The **Mean Squared Prediction Error (MSPE)** measures how well the synthetic control matches the treated unit in the pre‑treatment period. Lower MSPE indicates better fit.

``` r
# Extract the full time series data from the synthetic control object
uk_series <- uk_synth %>%
  grab_synthetic_control(placebo = FALSE)

# Compute pre‑treatment MSPE
uk_mspe <- uk_series %>%
  filter(time_unit < 2016) %>%
  summarise(
    mspe = mean((real_y - synth_y)^2, na.rm = TRUE)
  )

uk_mspe
```

```
## # A tibble: 1 × 1
##       mspe
##      <dbl>
## 1 0.000217
```

---

Compare this to the MSPE of the placebos. If the UK's pre‑treatment MSPE is among the lowest, the fit is good.

---

# 5. Core Graded Activity
### Write Your Paragraph for the TA

---

## Instructions

**By the end of class today, email your TA a short paragraph that includes:**

1. Your **research question** (one sentence).
2. A brief description of the **synthetic control design** (treated unit, treatment year, donor pool, outcome).
3. A description of the **pre‑treatment fit** (e.g., "The synthetic UK closely tracks the actual UK before 2016, with an MSPE of X.").
4. The **key result** (the estimated effect of Brexit on the Liberal Democracy Index) and its **interpretation**. You may find the effect is smaller than you expect. That's a legitimate finding, and your paragraph should describe what you actually see, not what you expected.
5. An assessment of **inferential strength** (e.g., "The placebo test shows that the UK's post‑2016 gap is larger than Y% of placebo gaps, suggesting the effect is statistically meaningful.").

---

## Example Paragraph (for a different question)

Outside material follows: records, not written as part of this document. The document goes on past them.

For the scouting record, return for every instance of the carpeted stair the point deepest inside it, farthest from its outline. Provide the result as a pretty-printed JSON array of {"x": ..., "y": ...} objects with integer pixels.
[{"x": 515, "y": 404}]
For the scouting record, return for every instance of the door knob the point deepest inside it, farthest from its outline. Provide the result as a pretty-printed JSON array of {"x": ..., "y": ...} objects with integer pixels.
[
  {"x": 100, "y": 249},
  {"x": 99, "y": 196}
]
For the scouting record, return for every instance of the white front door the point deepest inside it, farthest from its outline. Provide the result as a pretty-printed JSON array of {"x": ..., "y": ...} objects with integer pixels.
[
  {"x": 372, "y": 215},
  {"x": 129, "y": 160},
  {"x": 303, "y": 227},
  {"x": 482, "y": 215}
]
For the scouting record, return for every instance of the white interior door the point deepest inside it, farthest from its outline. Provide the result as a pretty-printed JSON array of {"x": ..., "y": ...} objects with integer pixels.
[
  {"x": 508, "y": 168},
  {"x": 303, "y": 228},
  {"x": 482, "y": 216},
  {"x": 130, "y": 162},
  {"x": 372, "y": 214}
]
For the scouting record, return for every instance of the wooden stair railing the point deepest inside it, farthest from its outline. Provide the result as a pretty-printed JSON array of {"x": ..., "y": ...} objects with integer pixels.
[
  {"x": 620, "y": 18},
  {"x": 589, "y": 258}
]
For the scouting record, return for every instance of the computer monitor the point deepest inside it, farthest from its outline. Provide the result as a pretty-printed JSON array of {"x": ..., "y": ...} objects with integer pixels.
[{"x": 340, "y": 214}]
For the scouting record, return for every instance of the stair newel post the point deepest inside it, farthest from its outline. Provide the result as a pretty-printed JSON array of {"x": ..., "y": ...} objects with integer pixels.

> *Our group asks: Did California's Proposition 99 reduce cigarette consumption? We used a synthetic control design, constructing a "synthetic California" from a weighted average of 38 other U.S. states that did not enact similar tobacco control programs. The outcome is per‑capita cigarette sales. The pre‑treatment fit was excellent: the synthetic California closely mirrored actual California's cigarette sales from 1970 to 1988, with an MSPE of 0.02. After Proposition 99 passed in 1988, actual California cigarette sales fell sharply, ending up approximately 20 packs per capita lower than the synthetic control by 2000. A placebo test reveals that California's post‑treatment gap is larger than 95% of the placebo gaps, indicating that the effect is statistically significant at the 5% level. The main limitation is the assumption of no spillovers—tobacco companies may have shifted marketing to neighboring states.*

---

## Reminders

- One submission per student.

---

# 6. Wrap‑Up
### Cheat Sheet for Synthetic Control

---

> **Single most important rule for Synthetic Control:** The pre‑treatment fit is everything!